Christ does not leave us abandoned to die alone like animals along the road. He abides with us. He stays no matter how long, feels each pang no matter how deep, and understands our betrayal even before we’ve given it a name. What thou dost, do quickly. What we do in the wake of his understanding is a choice of vital significance, because even in moments when, like Endo’s Father Rodrigues, we pride ourselves on being Christ-like, when we resolve ourselves to glorious martyrdoms of spirit if not of flesh, we’re often surprised to find ourselves driving away from the horror beside the road, having been no better than Judas after all.
In the aftermath, do we tie ourselves a rope and go in search of a tree? Do we, like Peter thrice apostate, run headlong to the tomb and lay the foundations of something new? Or do we, humans that we are, go forth upon the middle ground veering wildly and desperate for guidance?
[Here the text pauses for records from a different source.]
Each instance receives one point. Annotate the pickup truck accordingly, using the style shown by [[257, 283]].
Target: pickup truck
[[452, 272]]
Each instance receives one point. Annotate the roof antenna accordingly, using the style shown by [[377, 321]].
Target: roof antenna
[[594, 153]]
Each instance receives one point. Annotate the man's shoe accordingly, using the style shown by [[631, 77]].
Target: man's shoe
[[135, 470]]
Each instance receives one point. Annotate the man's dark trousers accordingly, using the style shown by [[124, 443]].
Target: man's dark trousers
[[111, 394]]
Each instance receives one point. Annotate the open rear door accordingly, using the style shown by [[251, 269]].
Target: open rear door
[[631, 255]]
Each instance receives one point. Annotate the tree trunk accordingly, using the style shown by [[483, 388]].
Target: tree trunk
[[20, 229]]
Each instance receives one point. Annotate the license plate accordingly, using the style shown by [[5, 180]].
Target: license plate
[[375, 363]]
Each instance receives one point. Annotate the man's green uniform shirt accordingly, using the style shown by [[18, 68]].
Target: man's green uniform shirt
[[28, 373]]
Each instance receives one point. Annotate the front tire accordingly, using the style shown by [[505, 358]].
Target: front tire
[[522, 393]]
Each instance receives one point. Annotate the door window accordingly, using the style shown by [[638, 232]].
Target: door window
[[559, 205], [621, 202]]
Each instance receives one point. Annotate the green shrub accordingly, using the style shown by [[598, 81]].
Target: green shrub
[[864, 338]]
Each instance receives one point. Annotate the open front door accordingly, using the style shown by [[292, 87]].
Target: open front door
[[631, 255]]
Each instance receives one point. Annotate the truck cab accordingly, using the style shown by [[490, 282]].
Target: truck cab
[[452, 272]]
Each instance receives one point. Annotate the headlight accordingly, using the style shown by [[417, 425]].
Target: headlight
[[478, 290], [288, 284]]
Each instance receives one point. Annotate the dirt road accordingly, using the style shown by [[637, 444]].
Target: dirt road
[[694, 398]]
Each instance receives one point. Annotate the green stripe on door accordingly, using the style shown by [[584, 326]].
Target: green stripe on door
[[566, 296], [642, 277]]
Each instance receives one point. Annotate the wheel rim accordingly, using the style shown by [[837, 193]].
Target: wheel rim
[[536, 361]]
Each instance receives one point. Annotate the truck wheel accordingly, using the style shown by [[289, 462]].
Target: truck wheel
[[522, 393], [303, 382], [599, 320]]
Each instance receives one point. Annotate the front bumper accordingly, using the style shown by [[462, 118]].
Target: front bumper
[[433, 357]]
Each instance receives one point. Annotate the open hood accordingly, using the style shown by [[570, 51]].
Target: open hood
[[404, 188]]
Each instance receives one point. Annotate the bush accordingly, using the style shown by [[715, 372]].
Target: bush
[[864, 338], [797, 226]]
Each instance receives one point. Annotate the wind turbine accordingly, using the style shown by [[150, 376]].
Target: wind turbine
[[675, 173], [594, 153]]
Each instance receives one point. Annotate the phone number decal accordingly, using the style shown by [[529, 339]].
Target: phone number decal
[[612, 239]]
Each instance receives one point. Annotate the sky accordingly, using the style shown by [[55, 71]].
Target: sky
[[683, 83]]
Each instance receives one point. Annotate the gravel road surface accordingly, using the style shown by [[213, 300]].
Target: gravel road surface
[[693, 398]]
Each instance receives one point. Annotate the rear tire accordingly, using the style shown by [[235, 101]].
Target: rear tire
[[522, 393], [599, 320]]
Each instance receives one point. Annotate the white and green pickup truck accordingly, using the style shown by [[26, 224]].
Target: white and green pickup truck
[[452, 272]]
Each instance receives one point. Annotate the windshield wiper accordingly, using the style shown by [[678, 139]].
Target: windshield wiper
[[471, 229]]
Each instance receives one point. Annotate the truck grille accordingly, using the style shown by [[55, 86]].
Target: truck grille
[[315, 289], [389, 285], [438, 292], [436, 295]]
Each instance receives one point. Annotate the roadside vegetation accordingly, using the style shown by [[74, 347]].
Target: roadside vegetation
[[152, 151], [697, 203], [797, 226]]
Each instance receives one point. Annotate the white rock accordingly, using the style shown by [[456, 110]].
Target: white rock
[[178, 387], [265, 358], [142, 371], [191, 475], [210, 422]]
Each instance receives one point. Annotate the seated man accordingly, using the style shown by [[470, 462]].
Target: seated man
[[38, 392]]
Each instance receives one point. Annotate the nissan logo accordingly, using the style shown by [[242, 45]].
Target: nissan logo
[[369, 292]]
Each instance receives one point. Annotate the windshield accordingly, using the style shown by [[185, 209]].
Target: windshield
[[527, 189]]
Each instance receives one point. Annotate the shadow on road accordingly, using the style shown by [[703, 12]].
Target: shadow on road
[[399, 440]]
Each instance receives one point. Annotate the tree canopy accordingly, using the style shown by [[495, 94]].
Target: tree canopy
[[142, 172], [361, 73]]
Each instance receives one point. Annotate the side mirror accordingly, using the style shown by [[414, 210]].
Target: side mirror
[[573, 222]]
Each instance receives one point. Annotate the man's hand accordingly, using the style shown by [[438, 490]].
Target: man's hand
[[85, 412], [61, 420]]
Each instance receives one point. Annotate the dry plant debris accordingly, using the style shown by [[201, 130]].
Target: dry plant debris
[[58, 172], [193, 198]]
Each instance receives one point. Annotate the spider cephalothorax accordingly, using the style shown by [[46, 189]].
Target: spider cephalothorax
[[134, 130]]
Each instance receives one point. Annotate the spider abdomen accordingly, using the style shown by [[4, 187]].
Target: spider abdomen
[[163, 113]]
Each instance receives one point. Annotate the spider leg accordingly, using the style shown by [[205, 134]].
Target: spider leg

Shall we do as Judas? Or shall we do as Peter? For we are none of us so strong as we think. We all shut out the Word, and none of us bear the silence well.
The Fumie By A. S. Peterson
Trample! Trample! To quiet the groan Trample the wretch In ragged repose Lying crushed underfoot While the morning cock crows From whom each hides his face In whose grime-crusted form The imprint of suffering Is e’er deeper worn Whose beauty has gone By each treacher defaced As each foot surrenders Its weight in disgrace “Your dirt for my beauty, My pain for relief!” The weeping king cries The unthinkable plea “Trample! Trample! For this was I born. For this crows the cock Each terrible morn Do quick what thou dost And trample again I’m crowned to lie down And be trampled by men.”
Fumie – n. A device used to expose Christians after Christianity became prohibited in Japan (starting to an extent in 1587). Normally an image of Jesus, the Fumie was dropped on the ground and individuals made to step upon it in the belief that a true Christian would not commit such a sacrilege.